Shima Sushi Restaurant: First Impressions
Shima, located at 339 Fore Street, Portland, ME, opened on September 30th, 2009, after chef David left a local Japanese restaurant. Shima resides in the same space the fallen Siam occupied for along time (I never wrote about it but I thought their food was delicious). Shima shows signs of a new restaurant with a slight lack of focus, plenty of ambition, and a struggle with consistency - but I encourage everyone to try it for themselves. The menu is Japanese-French-Hawaiian fusion.
I got the privilege of interacting with guests sitting at the sushi bar, all whom raved about Shima. Personally, I was disappointed with the sushi selection. Even though one could order directly at the bar, the formal process is paper slips reminiscent of all-you-can-eat sushi restaurants in other parts of the country. Aside from the sushi slips, the full menu is divided into appetizers, two sushi dinners, and a-la-carte items.
The selection of fish contains all of the staples, but no speciality items - outside of a $60 single serving of Kobe beef. It may sound expensive but Kobe beef can easily cost twice as much - in Japan. The sushi menu itself is relatively low priced; Chef David has secured good deals on fresh fish from New York. To an extent, that's disappointing to me because I rather support local businesses.
The same, however, cannot be said about the prices in the rest of the menu. The restaurant features a number of a-la-carte options including spare ribs and king crab. I tried the spare ribs, which were more fat than rib. They were well seasoned and delicious, but not something I would order again.
On many levels Shima appears to have a menu for the masses juxtaposed against a small and intimate dining room; well almost. The huge liquor storage area, not really a bar, is an eyesore. In fact, the alcohol selection appears to be for a full-scale bar, certainly excessive. Even the sake selections are broad and unfocused.

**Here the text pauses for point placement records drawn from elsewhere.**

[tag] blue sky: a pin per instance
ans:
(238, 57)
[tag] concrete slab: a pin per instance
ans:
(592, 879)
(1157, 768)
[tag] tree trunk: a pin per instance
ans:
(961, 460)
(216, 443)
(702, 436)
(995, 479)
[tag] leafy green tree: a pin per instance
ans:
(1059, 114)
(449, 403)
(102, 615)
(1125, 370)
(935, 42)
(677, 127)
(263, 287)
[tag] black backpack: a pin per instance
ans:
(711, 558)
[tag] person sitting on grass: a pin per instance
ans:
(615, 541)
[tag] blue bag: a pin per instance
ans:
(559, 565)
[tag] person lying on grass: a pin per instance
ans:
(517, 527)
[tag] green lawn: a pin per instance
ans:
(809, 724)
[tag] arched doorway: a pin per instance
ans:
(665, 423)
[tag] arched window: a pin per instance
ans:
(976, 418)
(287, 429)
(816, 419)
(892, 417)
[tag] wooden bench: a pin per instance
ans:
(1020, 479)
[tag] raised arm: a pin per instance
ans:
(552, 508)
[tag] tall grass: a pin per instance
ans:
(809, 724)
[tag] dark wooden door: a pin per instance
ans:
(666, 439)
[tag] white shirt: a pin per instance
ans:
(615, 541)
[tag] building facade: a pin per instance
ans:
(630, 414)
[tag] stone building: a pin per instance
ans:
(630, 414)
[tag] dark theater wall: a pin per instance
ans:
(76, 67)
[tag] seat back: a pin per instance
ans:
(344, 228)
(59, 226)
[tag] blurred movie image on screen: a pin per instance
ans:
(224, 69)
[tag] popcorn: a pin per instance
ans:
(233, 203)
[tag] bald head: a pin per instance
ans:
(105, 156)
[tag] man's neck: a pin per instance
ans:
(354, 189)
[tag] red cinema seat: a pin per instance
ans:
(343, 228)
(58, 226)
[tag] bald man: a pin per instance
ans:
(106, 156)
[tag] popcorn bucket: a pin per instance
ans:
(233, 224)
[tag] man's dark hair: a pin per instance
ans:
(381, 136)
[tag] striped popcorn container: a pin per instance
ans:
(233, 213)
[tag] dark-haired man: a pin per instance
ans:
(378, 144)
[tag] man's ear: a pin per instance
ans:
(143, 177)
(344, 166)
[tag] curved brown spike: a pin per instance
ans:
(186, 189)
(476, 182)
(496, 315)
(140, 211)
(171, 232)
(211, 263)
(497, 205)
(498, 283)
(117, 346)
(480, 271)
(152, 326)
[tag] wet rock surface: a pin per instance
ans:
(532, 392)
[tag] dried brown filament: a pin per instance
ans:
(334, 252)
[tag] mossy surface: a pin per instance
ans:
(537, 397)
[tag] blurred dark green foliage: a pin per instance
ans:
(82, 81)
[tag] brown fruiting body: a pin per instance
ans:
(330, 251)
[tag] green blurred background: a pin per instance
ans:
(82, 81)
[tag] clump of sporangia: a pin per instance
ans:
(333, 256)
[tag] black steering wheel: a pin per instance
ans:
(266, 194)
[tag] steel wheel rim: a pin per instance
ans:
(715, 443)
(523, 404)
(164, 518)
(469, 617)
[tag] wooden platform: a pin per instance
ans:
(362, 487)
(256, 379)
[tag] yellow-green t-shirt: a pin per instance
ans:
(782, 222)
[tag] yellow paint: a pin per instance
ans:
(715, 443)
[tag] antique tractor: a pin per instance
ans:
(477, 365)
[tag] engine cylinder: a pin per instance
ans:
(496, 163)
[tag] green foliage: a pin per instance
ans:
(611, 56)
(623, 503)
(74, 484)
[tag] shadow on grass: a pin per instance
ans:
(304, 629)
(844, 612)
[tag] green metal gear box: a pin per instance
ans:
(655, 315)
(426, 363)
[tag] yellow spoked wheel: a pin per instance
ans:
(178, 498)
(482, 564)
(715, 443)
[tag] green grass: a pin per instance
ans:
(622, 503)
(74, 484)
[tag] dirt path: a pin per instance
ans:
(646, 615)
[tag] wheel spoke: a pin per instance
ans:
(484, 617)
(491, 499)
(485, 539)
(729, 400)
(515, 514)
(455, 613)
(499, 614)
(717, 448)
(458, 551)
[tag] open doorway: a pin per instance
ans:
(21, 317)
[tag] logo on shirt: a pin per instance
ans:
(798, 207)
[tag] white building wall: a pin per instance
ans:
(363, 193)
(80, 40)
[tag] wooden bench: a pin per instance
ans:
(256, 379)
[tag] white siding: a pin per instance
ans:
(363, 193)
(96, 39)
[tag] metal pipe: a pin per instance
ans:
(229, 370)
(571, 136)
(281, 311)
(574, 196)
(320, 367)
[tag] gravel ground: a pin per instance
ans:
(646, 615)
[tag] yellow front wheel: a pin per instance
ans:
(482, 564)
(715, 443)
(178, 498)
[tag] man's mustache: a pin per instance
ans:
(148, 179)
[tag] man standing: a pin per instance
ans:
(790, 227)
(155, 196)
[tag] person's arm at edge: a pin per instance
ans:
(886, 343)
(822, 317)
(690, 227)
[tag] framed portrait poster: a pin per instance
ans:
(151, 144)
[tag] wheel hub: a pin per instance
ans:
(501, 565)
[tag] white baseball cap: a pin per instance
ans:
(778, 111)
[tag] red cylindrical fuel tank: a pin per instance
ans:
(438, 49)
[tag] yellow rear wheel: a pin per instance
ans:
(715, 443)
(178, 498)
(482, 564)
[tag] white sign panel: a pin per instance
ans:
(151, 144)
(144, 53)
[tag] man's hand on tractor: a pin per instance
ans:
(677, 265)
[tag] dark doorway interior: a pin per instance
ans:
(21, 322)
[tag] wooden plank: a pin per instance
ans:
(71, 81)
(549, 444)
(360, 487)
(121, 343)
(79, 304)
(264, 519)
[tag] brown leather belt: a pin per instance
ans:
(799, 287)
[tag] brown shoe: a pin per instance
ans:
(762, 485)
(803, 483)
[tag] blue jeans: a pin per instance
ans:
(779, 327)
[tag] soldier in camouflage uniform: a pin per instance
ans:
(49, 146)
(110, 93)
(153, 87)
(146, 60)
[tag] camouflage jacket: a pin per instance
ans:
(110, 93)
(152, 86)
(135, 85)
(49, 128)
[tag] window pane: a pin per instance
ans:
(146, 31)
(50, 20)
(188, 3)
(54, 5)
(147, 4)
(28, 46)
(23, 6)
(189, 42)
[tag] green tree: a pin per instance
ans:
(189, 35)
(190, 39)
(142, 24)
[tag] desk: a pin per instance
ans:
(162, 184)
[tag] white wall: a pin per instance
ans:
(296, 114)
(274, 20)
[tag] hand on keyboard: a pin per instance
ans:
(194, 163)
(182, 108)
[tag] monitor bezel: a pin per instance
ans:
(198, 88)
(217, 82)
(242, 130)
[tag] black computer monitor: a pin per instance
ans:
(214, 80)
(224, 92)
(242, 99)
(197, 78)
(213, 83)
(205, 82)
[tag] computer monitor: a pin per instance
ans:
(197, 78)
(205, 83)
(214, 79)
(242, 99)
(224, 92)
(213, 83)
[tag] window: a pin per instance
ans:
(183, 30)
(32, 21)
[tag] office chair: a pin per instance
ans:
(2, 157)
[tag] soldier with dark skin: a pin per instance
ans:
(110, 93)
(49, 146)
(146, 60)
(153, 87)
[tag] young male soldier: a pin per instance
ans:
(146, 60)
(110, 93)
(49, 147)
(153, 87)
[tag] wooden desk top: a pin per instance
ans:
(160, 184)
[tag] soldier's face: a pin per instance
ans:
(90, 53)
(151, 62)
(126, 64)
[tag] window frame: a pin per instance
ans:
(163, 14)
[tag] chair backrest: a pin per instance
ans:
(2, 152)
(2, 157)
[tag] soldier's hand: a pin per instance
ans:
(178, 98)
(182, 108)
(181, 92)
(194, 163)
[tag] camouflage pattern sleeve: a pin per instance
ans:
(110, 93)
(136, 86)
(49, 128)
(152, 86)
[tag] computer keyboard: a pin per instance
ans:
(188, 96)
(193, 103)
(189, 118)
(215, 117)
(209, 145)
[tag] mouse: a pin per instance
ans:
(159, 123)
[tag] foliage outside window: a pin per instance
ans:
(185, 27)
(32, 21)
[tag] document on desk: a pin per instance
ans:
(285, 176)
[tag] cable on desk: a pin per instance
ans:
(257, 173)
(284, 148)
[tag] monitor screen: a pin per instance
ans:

In the end, my check was about $70, which included a bottle of sake. I am torn because it's not very expensive for high quality sushi, yet it seems over-priced for what was served. Shima may become a contender in the Old Port, but for now it is not near the top. My favorites are Miyake and Benkay, for two very different reasons. The rest I tried and never felt compelled to come back to. I will likely re-visit Shima in a few months to check on its progress, but I doubt it will become a favorite anytime soon.